New Treatment for Rhabdomyosarcoma in Children: Clinical Trial Beginning Soon
Rhabdomyosarcoma is the most common pediatric soft tissue sarcoma and is aggressive and highly malignant. It develops from skeletal muscle cells that have failed to fully differentiate. The aggressive subtype, alveolar rhabdomyosarcoma, results from the abnormal fusion of two genes.

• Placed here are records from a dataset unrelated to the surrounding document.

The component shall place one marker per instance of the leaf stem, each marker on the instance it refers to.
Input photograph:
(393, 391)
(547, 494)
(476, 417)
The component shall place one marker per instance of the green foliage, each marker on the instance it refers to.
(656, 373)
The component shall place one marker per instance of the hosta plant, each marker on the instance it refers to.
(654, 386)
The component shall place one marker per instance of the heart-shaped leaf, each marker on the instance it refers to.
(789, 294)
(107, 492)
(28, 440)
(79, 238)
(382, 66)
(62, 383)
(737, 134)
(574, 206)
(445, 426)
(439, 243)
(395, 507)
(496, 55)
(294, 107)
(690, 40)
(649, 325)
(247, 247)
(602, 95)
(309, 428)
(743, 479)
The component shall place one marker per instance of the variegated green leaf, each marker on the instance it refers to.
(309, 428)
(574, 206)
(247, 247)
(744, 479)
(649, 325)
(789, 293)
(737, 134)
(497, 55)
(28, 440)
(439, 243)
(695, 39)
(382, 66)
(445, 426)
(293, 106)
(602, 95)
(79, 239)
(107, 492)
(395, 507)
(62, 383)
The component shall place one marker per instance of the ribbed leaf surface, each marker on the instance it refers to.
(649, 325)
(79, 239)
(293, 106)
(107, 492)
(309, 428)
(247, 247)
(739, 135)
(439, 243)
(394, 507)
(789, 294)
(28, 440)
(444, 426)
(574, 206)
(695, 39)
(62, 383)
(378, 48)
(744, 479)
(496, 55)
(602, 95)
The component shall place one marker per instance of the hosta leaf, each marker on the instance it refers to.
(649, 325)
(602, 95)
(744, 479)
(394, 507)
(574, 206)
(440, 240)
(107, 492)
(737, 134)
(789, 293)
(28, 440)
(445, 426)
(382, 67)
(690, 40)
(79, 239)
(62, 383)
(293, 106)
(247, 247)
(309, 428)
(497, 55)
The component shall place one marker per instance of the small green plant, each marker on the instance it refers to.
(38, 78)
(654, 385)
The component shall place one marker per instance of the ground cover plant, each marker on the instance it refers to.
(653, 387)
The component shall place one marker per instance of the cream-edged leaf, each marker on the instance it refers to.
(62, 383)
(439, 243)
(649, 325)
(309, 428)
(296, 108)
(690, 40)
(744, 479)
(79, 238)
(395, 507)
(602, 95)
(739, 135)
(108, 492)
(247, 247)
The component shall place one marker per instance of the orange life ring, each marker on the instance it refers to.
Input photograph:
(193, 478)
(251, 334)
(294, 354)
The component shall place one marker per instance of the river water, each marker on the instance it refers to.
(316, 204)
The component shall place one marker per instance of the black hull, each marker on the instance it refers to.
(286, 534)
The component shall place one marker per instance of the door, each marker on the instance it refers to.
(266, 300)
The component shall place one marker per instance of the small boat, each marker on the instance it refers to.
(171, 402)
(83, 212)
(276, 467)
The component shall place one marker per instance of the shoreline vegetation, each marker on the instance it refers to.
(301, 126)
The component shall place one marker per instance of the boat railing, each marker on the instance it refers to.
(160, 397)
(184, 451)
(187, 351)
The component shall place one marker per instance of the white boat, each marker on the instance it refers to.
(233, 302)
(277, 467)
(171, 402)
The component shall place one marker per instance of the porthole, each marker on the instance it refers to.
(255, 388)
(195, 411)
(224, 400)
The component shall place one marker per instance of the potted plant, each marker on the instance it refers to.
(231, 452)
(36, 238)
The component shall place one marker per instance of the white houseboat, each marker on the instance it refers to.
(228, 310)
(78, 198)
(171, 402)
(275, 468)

NFCR support for Dr. Cesare Spadoni has advanced the preclinical research of the drug, volasertib, to treat rhabdomyosarcoma. As a highly potent inhibitor of the enzyme PLK1, volasertib reduces activity and stability of the abnormal fused proteins. Significantly, the anti-cancer effects of volasertib are more pronounced when combined with the chemotherapy, vincristine. Volasertib has already been studied as single agent in Phase I clinical trials in children with leukemia and refractory solid tumors. A Phase I clinical trial to treat rhabdomyosarcoma with volasertib will begin soon.
BASIC RESEARCH PROJECTS
Developing New Treatment for Childhood Brain Cancer, Meduloblastoma
NFCR’s support also reaches the discovery program for Medulloblastoma, a malignant childhood brain cancer. Medulloblastoma accounts for 20% of all childhood brain tumors and has high heterogeneity (caused by different genes) and a tendency to metastasize (spread). Ongoing research is identifying a lead compound that inhibits two targets (gene abnormalities or vulnerabilities) in the cancer – this will increase efficacy and reduce toxicity and resistance to the treatment. The research aims to select and characterize a candidate to enter into the pre-clinical phase in late 2022.